July 14, 2022

Employee Ownership and Skill-Assessment Tools

Executive Director

Is employee assessment different in employee-owned companies than in traditional businesses? The NCEO’s CEO roundtable addressed tools for skills assessment in its meeting, and the results were thought-provoking.

Of course, all companies assess the skills and strengths of their people at hiring, for promotions, or just as part of regular job performance or staff development. Some companies approach that evaluation informally, but many use systems developed by psychologists and offered through private companies. Those tools range from general personality assessment to tools designed specifically to evaluate the strengths and weaknesses of employees and their fit with a particular job description.

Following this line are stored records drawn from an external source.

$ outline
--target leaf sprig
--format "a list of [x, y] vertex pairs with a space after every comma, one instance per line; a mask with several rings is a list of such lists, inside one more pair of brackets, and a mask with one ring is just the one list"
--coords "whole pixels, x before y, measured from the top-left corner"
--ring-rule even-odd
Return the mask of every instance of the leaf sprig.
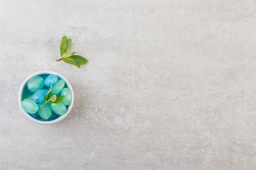
[[[74, 55], [75, 52], [71, 52], [69, 53], [71, 48], [72, 40], [64, 35], [61, 40], [61, 57], [56, 61], [63, 60], [67, 63], [74, 65], [78, 68], [80, 68], [81, 65], [85, 64], [88, 61], [86, 58], [80, 55]], [[65, 54], [64, 55], [64, 54]]]
[[53, 94], [50, 96], [50, 93], [51, 91], [52, 91], [52, 86], [51, 85], [51, 87], [50, 89], [47, 92], [47, 93], [45, 96], [45, 103], [42, 105], [41, 106], [41, 108], [43, 108], [43, 107], [47, 103], [59, 103], [61, 102], [62, 100], [64, 99], [65, 97], [67, 96], [61, 96], [60, 97], [57, 97], [56, 95], [55, 94]]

One CEO noted that employee-owned companies tend to approach both hiring and staff development differently than non-employee-owned companies. “Other companies may offer a larger compensation package because they know that if economic conditions don’t meet their projections, they can just let the person go.” By contrast, employee-owned companies are more likely to invest in finding people whom they expect to remain at the company for longer and invest more in their professional development. That finding is consistent with research by ourselves and many others, including our recent study on employee ownership in the food and agriculture sector (members can, for example, read an overview in the June 2022 newsletter).

Many of the existing development tools can create a profile of an employee’s strengths on measures such as problem solving, flexibility, assertiveness, accommodation, and various aspects of emotional intelligence, and these measures can make it easier for the company to create a development plan for that employee’s career advancement. Those same measures can also identify the gaps in a team of employees: one CEO noted that his company’s executive team had strong scores across all the traits their assessment measured except deliberative decision making, highlighting an area for team training.

One CEO is considering adapting a skill assessment tool as part of creating a certified employee-owner program, with the idea that the company’s effectiveness and ownership culture depends on the employee-owners having the skills and awareness to work effectively as a team and contribute to their company’s growth plans. As another CEO said, “any tool that promotes self-awareness is a good tool for employee-owners.”